2022 year of innovative mobile malware

Cyber ​​attacks were often in the news again in 2021. Cyber ​​criminals not only carried out these attacks on large companies, but also on many consumers because of the massive working from home. Read here what we can expect from cybercriminals in 2022 according to G DATA CyberDefense.

Innovative mobile malware
We are using more and more apps to pay, identify yourself or show that you have been vaccinated. According to the G DATA CyberDefense, cyber criminals will respond to this. Furthermore, in 2021 we saw many fake text messages asking to perform a software update. This update actually contained malware. Expectations are that these text messages will also be happening a lot next year as there are plenty of people doing these updates. While apps are usually approved before they can be downloaded to a mobile device, we are seeing rogue apps increasingly get through app store security measures. That’s because the malicious components are not deployed until the app is deployed.
In addition, human behavior will continue to be a challenge in 2022. During COVID-19 we saw many text messages that supposedly came from, for example, Postnl or DHL. The message stated that you had to pay import costs or shipping costs and then the package would be delivered. The cyber criminals then lured victims through a link to a fake website and in that way withdrew money from their bank account. That is why G DATA CyberDefense will continue to focus in 2022 on structurally training people to prevent this and to insist on installing a mobile security solution.

Ransomware targeting supply chains
G DATA CyberDefense expects that by 2022, cybercriminals will increasingly carry out ransomware attacks on supply chain. The threat is increasing because parties within their chain are sharing more and more information with each other due to increasing digitization, globalization and outsourcing. This is necessary for the chain to function efficiently, but it also creates risks. A supply chainattack means that one company is attacked via another company in the chain.

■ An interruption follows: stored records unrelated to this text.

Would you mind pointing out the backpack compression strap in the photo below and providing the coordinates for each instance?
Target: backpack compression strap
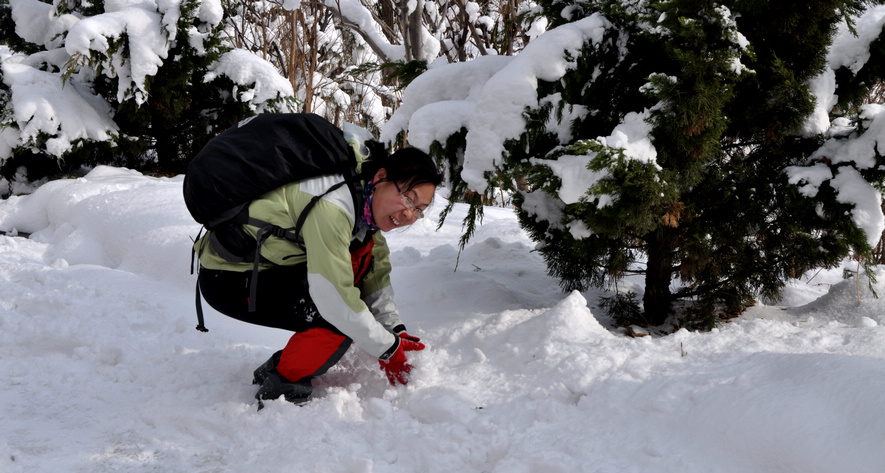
(265, 230)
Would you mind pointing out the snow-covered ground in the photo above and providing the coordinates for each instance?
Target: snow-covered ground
(104, 370)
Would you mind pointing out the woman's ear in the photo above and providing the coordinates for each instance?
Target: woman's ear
(380, 175)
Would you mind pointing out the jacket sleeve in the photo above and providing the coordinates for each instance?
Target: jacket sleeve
(377, 291)
(327, 232)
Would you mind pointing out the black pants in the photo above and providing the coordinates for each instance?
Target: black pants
(282, 299)
(283, 302)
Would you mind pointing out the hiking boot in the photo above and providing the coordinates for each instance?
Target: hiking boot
(276, 385)
(269, 366)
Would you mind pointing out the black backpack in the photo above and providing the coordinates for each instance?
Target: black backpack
(260, 154)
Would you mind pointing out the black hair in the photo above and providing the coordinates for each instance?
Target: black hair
(408, 165)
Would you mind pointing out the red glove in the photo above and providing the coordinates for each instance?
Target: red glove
(406, 336)
(396, 367)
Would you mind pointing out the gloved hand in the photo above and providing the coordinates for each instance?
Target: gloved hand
(397, 367)
(405, 336)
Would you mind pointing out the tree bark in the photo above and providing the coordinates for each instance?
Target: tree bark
(657, 297)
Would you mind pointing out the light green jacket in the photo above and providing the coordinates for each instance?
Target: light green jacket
(367, 313)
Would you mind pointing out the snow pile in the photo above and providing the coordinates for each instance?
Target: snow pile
(105, 371)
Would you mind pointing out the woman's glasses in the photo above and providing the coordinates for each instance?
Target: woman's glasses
(410, 204)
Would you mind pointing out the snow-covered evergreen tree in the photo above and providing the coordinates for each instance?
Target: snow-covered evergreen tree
(717, 147)
(135, 83)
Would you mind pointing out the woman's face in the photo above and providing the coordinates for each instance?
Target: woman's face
(389, 206)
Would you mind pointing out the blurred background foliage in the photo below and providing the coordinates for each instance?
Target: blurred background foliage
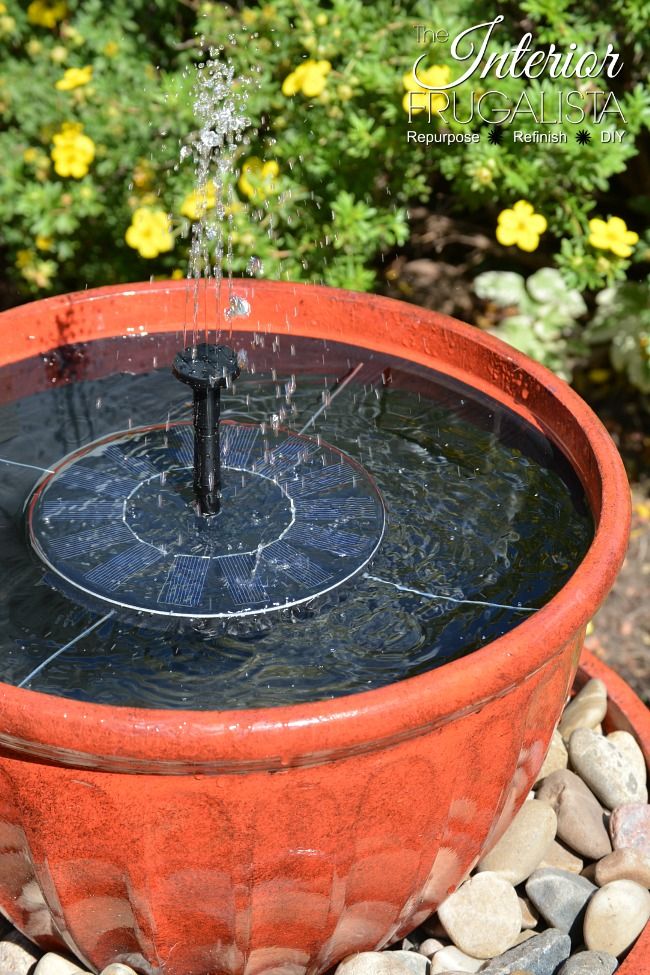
(96, 100)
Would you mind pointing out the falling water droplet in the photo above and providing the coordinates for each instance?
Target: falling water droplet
(254, 266)
(238, 307)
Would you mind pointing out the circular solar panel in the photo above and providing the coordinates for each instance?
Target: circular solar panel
(116, 520)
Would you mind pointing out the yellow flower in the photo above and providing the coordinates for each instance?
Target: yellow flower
(150, 232)
(24, 258)
(310, 78)
(73, 151)
(612, 235)
(257, 178)
(46, 13)
(520, 226)
(418, 98)
(197, 202)
(74, 78)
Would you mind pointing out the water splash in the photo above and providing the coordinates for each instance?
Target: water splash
(220, 110)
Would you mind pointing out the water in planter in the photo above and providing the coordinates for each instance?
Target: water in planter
(413, 521)
(357, 519)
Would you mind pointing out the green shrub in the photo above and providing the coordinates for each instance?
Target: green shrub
(327, 172)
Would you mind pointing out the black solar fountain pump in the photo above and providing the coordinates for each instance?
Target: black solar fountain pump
(207, 369)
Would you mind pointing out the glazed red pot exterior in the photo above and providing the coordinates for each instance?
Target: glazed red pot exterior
(280, 840)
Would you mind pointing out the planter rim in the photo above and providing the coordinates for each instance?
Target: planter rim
(116, 738)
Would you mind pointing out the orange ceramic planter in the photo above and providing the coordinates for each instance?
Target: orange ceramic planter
(279, 840)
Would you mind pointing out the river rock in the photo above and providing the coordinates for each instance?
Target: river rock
(605, 769)
(18, 956)
(615, 916)
(586, 710)
(529, 914)
(541, 955)
(630, 827)
(627, 864)
(560, 897)
(523, 844)
(483, 916)
(627, 745)
(377, 963)
(589, 963)
(559, 858)
(557, 757)
(453, 959)
(579, 814)
(429, 947)
(53, 964)
(417, 964)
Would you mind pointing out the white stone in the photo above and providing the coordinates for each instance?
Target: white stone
(483, 916)
(606, 771)
(17, 955)
(627, 746)
(429, 947)
(557, 757)
(586, 710)
(523, 844)
(417, 964)
(453, 959)
(615, 916)
(375, 963)
(53, 964)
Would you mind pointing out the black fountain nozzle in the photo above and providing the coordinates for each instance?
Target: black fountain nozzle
(207, 369)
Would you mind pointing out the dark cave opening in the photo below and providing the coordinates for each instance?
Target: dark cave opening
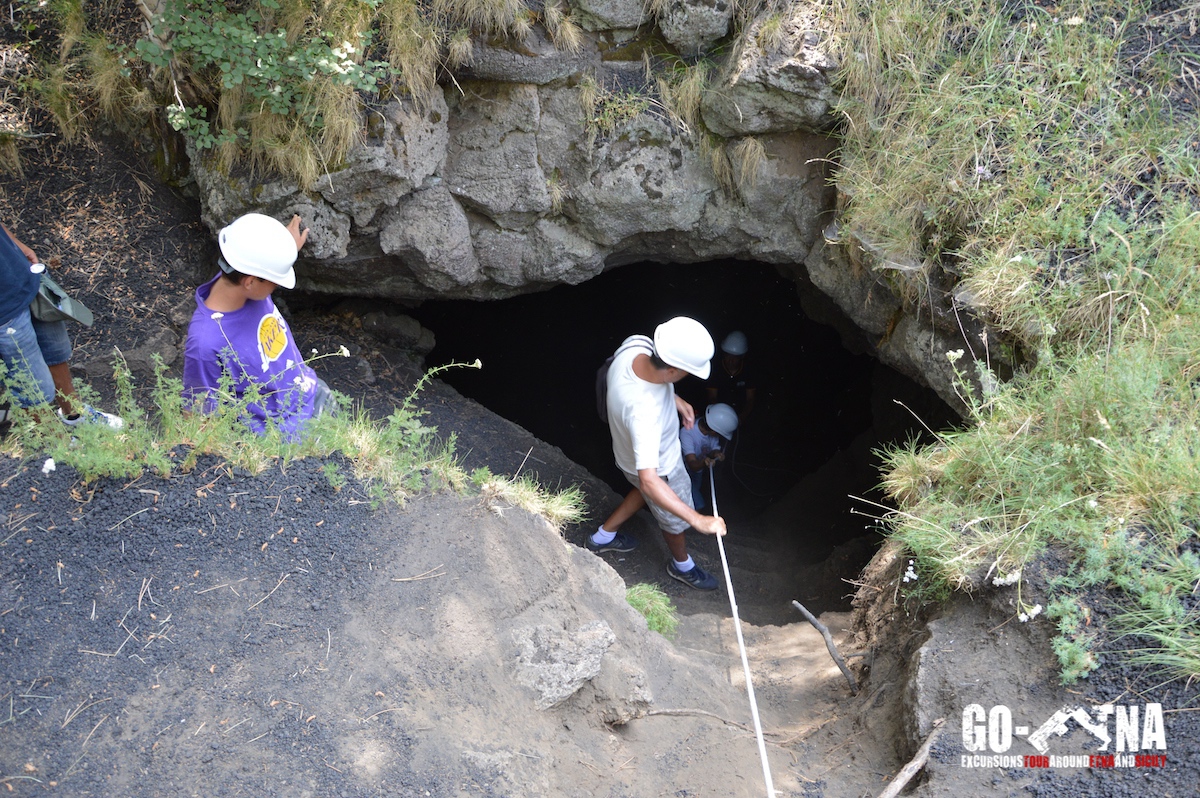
(540, 353)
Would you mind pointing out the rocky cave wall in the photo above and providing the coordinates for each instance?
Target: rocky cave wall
(504, 186)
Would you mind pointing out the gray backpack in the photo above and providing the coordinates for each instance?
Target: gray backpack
(642, 341)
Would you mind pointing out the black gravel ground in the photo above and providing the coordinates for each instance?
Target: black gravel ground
(148, 603)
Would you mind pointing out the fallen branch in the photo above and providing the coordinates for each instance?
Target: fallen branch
(833, 649)
(915, 765)
(702, 713)
(427, 575)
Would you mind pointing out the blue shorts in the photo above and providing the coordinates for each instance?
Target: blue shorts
(30, 347)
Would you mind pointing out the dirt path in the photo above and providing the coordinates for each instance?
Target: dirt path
(220, 635)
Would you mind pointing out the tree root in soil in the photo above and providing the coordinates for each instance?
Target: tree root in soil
(833, 649)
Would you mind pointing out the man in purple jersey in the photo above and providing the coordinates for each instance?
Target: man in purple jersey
(237, 330)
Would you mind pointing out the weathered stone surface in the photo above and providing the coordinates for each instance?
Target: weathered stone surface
(599, 15)
(503, 186)
(429, 232)
(492, 157)
(781, 89)
(556, 664)
(694, 25)
(401, 331)
(537, 61)
(853, 274)
(403, 148)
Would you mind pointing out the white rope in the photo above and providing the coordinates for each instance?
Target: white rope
(742, 647)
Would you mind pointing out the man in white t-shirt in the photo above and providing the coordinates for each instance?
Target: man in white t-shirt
(643, 419)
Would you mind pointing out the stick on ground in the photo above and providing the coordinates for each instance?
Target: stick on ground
(915, 765)
(833, 649)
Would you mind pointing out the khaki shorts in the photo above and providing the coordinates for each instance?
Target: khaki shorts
(681, 484)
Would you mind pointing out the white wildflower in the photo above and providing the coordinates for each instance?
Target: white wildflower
(1007, 579)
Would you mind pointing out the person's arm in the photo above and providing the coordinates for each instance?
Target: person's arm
(657, 490)
(297, 233)
(687, 413)
(21, 245)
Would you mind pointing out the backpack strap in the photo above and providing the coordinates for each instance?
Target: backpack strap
(631, 342)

Attacks on critical infrastructure
In 2022, the infrastructure of countries will also be increasingly attacked, such as gas and electricity companies, public transport, healthcare, finance and water companies. The number of attacks on critical infrastructure will increase in globally leading countries such as the US, UK, Germany and France. Moreover, fossil resources are becoming increasingly scarce and the demand for energy is increasing because the world population is growing and prosperity is increasing. Terrorists and organized crime know this better than anyone and will exert influence through sophisticated attack methods.
As companies continue to digitize, the targeted attacks on their critical infrastructure will also increase. In this way, cyber criminals gain access to sensitive databases and companies can come to a complete standstill. These attacks will sometimes come from direct competitors, who in this way try to improve their competitive position.

Social engineering remains very useful for cybercriminals
While defense mechanisms against malicious software have improved and continue to evolve, attack methods will also become more sophisticated in the future. This inevitably means that weak spots in the defense strategy will be thoroughly investigated. Cyber ​​criminals will therefore also start targeting the misinformed end-user in 2022 and will focus more on social engineering. Social engineering is the manipulation of human behavior by using influencing principles. It is therefore wise for organizations to train their employees better, so that the chance of human errors can be significantly reduced.

Small and medium-sized companies are increasingly victims
Small to medium-sized companies will continue to be victims of cybercrime more and more in 2022. Smaller companies often mistakenly believe that they are not interesting enough to be hacked. Cyber ​​criminals know that smaller companies are often less secure and see this as an opportunity to make quick money. Many of these cyber attacks involve phishing and human behaviour. It is positive, however, that smaller companies are increasingly making the necessary preparations to prevent cybercrime.